Monday, January 14, 2008

There Goes the Bloggerhood

My good friend Jason, who once kept a blog called Bad Movie Club, is back from a long online sabbatical with a new site called Violently Arousing. His first post for it takes up an annual tradition. Every January, Jason lists and grades all the movies he saw for the first time the previous year (in the theater, on DVD, on cable). In 2007, he saw 339 movies for the first time. That's not a typo. Jason has two children. He spent several months traveling in the Middle East for his job. And he saw 339 movies. Jason, as you may have guessed by now, is an insomniac.

He's also a stern grader, only doling out one A+ and four A's to last year's class (all very well deserved, in my opinion). Conversely, there are 22 F's and one F-. This is partly due to the fact that he sees every mainstream movie -- Failure to Launch, Lions for Lambs, etc. But he also subjects himself to things like Death Tunnel, Wrong Turn 2: Dead End, and Glass House: The Good Mother (tagline: She makes Mommie Dearest look like an angel).

The new blog is decorated with vintage art from women-in-prison flicks, but the title is less salacious than you might think -- it comes from this classic exchange in Kicking and Screaming, when Chet and Otis discuss All the Pretty Horses by Cormac McCarthy. It's supposed to be a two-man book group, but only Chet has come prepared:
Chet: You know what I noticed, near the end of the book, when Grady goes to the prison, that the violence, which has up to then had a ferocious energy about it, departed from the emotional violence and became terrifyingly brutal and real. And particularly after he left the prison and he went to find that horse, I found the descriptions of the horse to be, frankly, astonishingly beautiful and yet disturbingly arousing. What are your thoughts?
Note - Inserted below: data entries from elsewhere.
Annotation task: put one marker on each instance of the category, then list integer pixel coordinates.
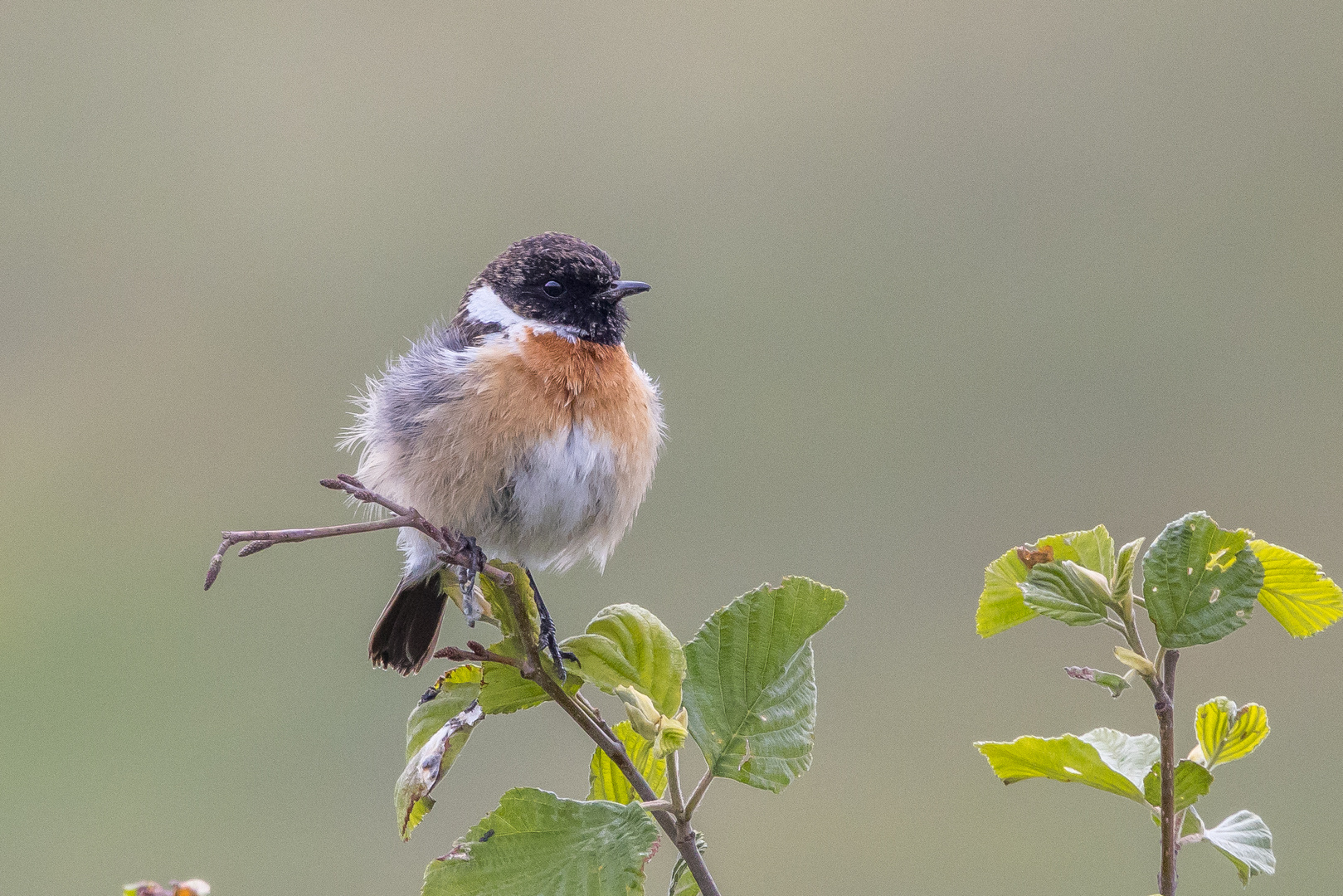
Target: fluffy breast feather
(540, 446)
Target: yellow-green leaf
(1000, 603)
(427, 767)
(1226, 733)
(536, 843)
(1191, 782)
(455, 691)
(607, 782)
(1297, 592)
(627, 645)
(1103, 758)
(503, 687)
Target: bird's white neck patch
(485, 305)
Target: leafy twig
(683, 835)
(474, 653)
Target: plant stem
(1166, 724)
(455, 548)
(698, 794)
(674, 785)
(680, 833)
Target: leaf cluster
(1198, 583)
(743, 689)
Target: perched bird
(523, 423)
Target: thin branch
(475, 653)
(674, 786)
(532, 670)
(455, 548)
(1166, 723)
(698, 794)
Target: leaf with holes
(455, 691)
(751, 689)
(1247, 841)
(607, 782)
(538, 843)
(1297, 592)
(427, 767)
(1191, 782)
(1124, 566)
(1226, 733)
(625, 645)
(503, 687)
(1117, 684)
(1002, 605)
(1103, 758)
(1067, 592)
(500, 609)
(1199, 581)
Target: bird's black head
(560, 281)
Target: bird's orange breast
(543, 383)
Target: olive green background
(930, 280)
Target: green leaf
(1124, 566)
(503, 687)
(1247, 841)
(455, 691)
(627, 645)
(1199, 581)
(1117, 684)
(1000, 603)
(427, 767)
(607, 782)
(1103, 758)
(536, 843)
(1297, 592)
(501, 609)
(1067, 592)
(751, 688)
(683, 881)
(1226, 733)
(1191, 782)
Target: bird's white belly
(563, 494)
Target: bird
(524, 423)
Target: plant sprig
(1199, 583)
(743, 689)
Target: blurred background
(930, 280)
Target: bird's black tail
(407, 631)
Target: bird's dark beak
(622, 288)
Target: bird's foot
(466, 581)
(547, 633)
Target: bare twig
(532, 670)
(1166, 724)
(698, 794)
(674, 786)
(475, 653)
(455, 548)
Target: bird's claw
(466, 581)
Otis: Um, yeah, yeah, yeah, definitely. You are, you're right on, I think. You really, you've pinned down the, uh...what it is about the book. Definitely with the prison, when, um, when Grady is does he's...there's violence, there's a lot of violence, and it's like night and day. And when Grady...he saw those, those horses, I think you were saying, and it was arousing. It was...violently arousing.